But a stabcon also means new games.

Manhattan Project
http://boardgamegeek.com/boardgame/63628/the-manhattan-project
A worker placement game - based (loosely) around making nuclear bombs.  It was fun - I'd certainty play again - and it does have the cutest little artwork ever.  However nothing really new.
http://boardgamegeek.com/image/1044359/the-manhattan-project

The Castles of Burgundy
http://boardgamegeek.com/boardgame/84876/the-castles-of-burgundy
A very good game that uses dice well - in that the dice define what you can do  but no matter what you roll you get to do something (helped with with a good chunk of manipulation things).  Want to play this again - was tempted to buy it.

Trajan
http://boardgamegeek.com/boardgame/102680/trajan
By the same person who designed The Castles of Burgundy - and proof that he has a very strange brain (oh and is the person who created the odd but excellent The Name Of The Rose that I want).
This game takes the "action roundel"  and does something very odd with it.
In your normal action roundel you have a set of actions around the wheel - a counter somewhere on the wheel - and can move forwards a number of spaces to do that action.  Often with the ability to mvoe further if you need to.  This is one from the very playable game Antike - http://boardgamegeek.com/image/212148/antike.
So Trajan does two very odd things - a picture will help here.
http://boardgamegeek.com/image/1162199/trajan
You have six spaces and 12 counters in six colours.  On your turn you select one of the sets of pieces and move round the board putting one in each action space - where ever you place your final counter - that's the action you do.  So in that picture - if you selected the pieces near the boat icon - you put one piece in the two columns , and another in the helmet and that's the action you'd do.  If you picked the two columns (with five pieces) you'd go round putting in pieces till you got to the ship and then you'd do that action.
Which is pretty confusing (and very based on Macala http://en.wikipedia.org/wiki/Mancala) and hard to plan ahead.

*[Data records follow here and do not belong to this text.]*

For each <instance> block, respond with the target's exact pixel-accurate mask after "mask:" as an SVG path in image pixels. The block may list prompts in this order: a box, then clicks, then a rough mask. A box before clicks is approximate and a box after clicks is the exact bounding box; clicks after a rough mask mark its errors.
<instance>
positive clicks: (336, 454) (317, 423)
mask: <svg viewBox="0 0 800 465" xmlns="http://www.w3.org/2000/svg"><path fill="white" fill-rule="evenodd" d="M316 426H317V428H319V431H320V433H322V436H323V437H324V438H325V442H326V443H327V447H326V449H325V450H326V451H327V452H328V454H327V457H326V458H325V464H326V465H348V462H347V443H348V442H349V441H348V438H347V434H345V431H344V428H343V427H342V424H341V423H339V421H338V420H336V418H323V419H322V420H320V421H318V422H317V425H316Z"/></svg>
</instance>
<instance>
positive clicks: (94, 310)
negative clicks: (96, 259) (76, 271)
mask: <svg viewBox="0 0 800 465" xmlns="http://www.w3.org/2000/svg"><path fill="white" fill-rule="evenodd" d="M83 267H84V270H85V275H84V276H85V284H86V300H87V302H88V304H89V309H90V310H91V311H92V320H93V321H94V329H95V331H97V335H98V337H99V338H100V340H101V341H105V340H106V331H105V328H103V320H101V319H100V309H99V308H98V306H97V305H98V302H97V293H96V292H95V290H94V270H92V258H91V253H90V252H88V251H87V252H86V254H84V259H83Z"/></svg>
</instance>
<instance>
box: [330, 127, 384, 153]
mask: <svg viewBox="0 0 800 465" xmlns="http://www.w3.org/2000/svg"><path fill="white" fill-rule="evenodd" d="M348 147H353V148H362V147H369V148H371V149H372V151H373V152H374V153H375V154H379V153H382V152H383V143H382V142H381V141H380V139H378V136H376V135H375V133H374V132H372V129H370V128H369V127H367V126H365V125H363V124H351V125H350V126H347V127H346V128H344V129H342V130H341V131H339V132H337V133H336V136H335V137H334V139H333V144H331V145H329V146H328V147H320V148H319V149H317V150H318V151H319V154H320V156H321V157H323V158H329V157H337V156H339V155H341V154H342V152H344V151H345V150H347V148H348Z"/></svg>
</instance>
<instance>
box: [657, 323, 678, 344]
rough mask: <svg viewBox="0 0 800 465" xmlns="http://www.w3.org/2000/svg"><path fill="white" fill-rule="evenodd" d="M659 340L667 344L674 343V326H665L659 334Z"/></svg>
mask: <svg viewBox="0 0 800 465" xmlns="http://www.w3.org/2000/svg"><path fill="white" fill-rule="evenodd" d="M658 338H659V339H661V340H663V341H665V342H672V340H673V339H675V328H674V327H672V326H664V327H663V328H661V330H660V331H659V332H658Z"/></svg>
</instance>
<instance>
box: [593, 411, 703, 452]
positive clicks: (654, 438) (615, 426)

But I've no mentioned the colours - those are related to bonus tiles.  So in that picture - you see a tile with bread on it and a little orange dot and a green dot at the top.  If after moving your bits around you can get an orange block and a green block in that space AND that's the action you do then you get that bonus tile - which generally does funky stuff (including free actions) and provides victory points.

Which made my brain drible out of ears trying to a) work out what I wanted to do and b) the impact on future turns.  Because it's all about setting things up - I need to move a yellow there - and then an orange that activates that - so I'll drop a orange here on the way past to do that - and then next turn take this action which will allow me to take that action and do the bonus.  This of course assumes that's an action you actually want....   I strongly suspect that this was the root cause of me getting so significantly drunk on the Saturday night as I needed to cool down my brain.

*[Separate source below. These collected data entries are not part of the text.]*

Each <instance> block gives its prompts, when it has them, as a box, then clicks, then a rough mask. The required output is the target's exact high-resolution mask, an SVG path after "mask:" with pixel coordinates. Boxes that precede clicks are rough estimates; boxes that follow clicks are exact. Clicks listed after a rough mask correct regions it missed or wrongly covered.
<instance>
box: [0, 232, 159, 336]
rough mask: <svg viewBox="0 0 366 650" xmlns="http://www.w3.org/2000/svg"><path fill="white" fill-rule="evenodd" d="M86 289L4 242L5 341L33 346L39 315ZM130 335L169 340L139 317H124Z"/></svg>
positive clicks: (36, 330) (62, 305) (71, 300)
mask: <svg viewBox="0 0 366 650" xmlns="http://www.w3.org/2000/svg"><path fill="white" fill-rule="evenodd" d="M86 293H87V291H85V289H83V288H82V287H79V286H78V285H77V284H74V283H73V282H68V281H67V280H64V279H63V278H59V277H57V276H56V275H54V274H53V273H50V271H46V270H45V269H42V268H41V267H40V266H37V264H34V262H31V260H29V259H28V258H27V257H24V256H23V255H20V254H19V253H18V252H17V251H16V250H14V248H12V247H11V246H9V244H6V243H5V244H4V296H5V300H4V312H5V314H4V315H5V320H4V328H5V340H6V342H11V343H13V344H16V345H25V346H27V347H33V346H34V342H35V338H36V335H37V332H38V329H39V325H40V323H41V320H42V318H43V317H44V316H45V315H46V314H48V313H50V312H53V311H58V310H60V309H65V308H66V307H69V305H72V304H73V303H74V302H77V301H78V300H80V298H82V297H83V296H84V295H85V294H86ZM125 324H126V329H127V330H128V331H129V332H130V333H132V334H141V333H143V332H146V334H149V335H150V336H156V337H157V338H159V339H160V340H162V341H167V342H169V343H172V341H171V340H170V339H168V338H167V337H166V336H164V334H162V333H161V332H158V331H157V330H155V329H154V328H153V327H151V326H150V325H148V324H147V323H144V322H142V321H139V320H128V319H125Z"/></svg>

Ace game - I'd of brought that if there was a copy there - even if I've no idea who in Leeds would play it with me without either breaking down and crying or suffering horrible analysis paralysis.

We did get a play test of giant stone head version 3.01 - and it was broadly good.  However oddly enough it's made me want to change some other pretty fundamental stuff as I try and smooth out the game and stuff that got added in to solve problems is pulled out.  But the details on that can - I think  wait to another day as this is long enough already.  But not to long as I'll need a copy for this coming weekend and my friend from Amsterdam who is really going to look at the new version and go "what have you done!